Agenda:
1. June tasks
2. Planting
1. June tasks:
I'm using the Second Breakfast Garden monthly guides, because they are in zone 8b.
- Harvesting: I'm harvesting peas, rhubarb, lettuce, and boy choy - which is ready to bolt, so I need to use it fast! Other cool season crops (lettuce, peas, beets, kale, etc.) might start to wither or bolt. Pull some, and leave one to flower for the pollinators.
- Thinning- Carrots: Use scissors to snip to the soil line. Remove all but one within a two inch radius. Beets: Each beet seed contains three or more plants. Gently pull or snip the extras so they each have about three inches of space. Lettuces: Gently pull extras so each has about a six inch radius.
- Tomatoes: Remember to prune the suckers (branches that grow out of the joint of other branches) on my indeterminant tomatoes.
- Leeks: Begin blanching as plants grow and thicken by piling soil or straw around the leeks inside the trench. This practice keeps the bottom of the leeks white and tender
- Mulch strawberries: It keeps the soil cool and moist, and keeps the berries off the dirt.
- Aphids: Wherever I see aphids, I can look also for little golden clutches of ladybugs eggs. (cabbage moth eggs look similar but maybe not in a clutch?)
- Pruning: It is bird nesting season so hold off on any further tree pruning until late summer. Hummingbird nests are so tiny that you may not notice them. If you’re lucky, you will hear tiny peeps and busy bird parents shuttling food to their nests.
2. Planting:
Corn (maize) probably originated in Mexico's southwestern highlands, and was domesticated only once, about 9,000 years ago, and then spread throughout the Americas. Stone milling tools with maize residue have been found in an 8,700 year old layer of deposits in a cave.
I've waited a little late but still hope to get some going. I'm going to plant 3 patches of corn, a week apart, with seeds 8-inches apart and 2-inches deep, and the pointed end down.
The Cherokee people have a method of growing called the three sisters where each plant helps the other plants grow in a symbiotic relationship. The traditional three sisters method uses corn as the trellis for the pole beans and the pole beans feed nitrogen to the corn. In addition, they plant summer squash with the combination, and this shades the roots of the other two plants. The three plants work in harmony to feed, shelter, support, and repel pests from the other two in the group.

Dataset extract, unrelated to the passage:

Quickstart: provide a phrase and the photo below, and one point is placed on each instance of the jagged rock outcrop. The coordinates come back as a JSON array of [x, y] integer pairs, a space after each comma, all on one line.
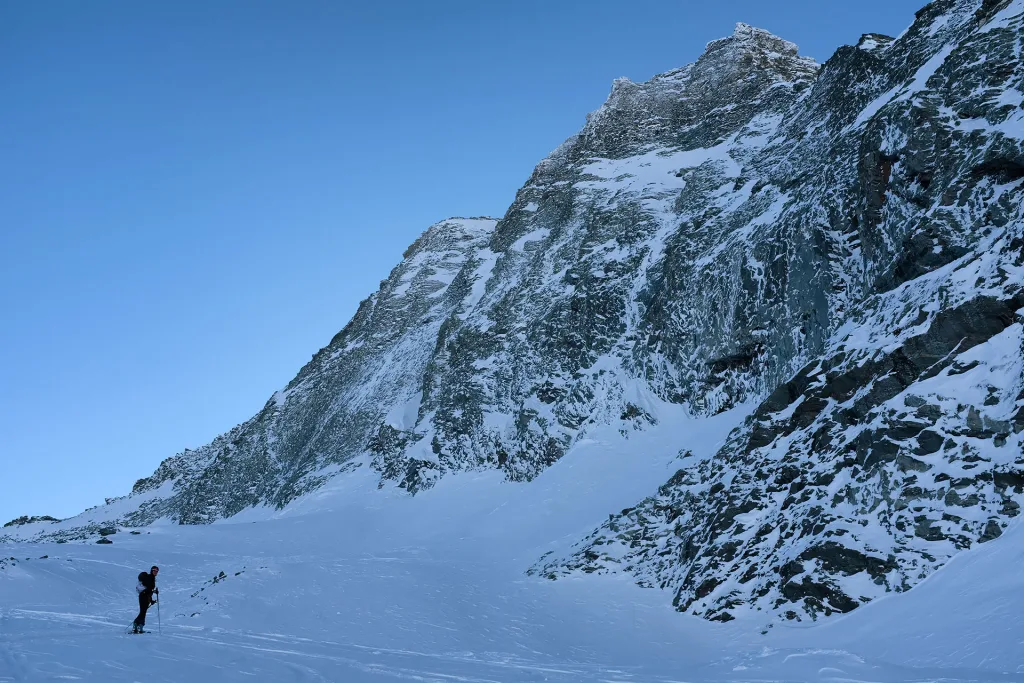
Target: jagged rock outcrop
[[899, 443], [26, 519], [839, 245]]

Green beans (Phaseolus vulgaris): The green bean originated in Central and South America and there's evidence that it has been cultivated in Mexico and Peru for millennia. I usually try to plant beans in late May, but early June is not too late. I'm planting bean seeds I saved from my giant pole beans of two summers ago. Since green bean seeds are thick-coated, I'll give them an overnight soak in room temperature water to fully hydrate before planting.

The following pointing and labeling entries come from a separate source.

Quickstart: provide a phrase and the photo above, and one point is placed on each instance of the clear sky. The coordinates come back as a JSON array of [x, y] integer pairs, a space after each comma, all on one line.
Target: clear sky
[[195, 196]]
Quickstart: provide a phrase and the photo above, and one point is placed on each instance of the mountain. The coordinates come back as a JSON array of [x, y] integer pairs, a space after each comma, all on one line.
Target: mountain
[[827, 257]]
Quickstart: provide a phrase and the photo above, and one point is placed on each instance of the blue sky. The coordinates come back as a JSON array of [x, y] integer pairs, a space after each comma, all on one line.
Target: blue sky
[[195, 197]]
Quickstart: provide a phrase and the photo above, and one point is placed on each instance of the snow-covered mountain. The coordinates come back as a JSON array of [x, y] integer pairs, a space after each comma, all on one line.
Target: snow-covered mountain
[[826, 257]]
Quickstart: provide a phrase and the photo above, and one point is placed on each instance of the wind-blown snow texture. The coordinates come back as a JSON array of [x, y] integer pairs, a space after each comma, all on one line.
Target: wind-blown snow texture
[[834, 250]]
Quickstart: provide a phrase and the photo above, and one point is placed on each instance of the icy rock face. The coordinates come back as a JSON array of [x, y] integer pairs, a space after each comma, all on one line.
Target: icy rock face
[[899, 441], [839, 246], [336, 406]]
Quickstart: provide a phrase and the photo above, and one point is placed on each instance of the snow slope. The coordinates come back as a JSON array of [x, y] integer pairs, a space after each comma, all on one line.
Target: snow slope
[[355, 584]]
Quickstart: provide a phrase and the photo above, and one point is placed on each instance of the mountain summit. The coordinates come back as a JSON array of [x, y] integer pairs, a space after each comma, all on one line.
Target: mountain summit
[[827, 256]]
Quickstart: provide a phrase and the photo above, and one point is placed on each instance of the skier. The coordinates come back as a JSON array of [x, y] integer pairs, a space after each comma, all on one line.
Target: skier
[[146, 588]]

Beans are a good crop to follow heavy feeders like tomatoes because they fix nitrogen in the soil. Catnip repels flea beetles, so catnip is a good companion plant for green beans, and marigolds will repel the Mexican bean beetle and suppress nematodes in the soil from attacking the roots. Bean plants repel the Colorado potato beetle and potato plants repel bean beetles so these two make a wonderful pair. Cucumber, eggplant, carrots, cabbage, Brussel sprouts, kale, strawberries, swiss chard, tomatoes, lettuce, peas, cauliflower, parsley, spinach, and radishes all grow well with green beans
Bean tips:
- Plant pole beans about a hand-span apart, and give them a pole or string to twine up.
- Avoid watering with cold water. Instead use warmer water from a watering can that has been sitting in the sun.
- Keep slugs under control; there is nothing more delectable to slugs than tender young bean shoots.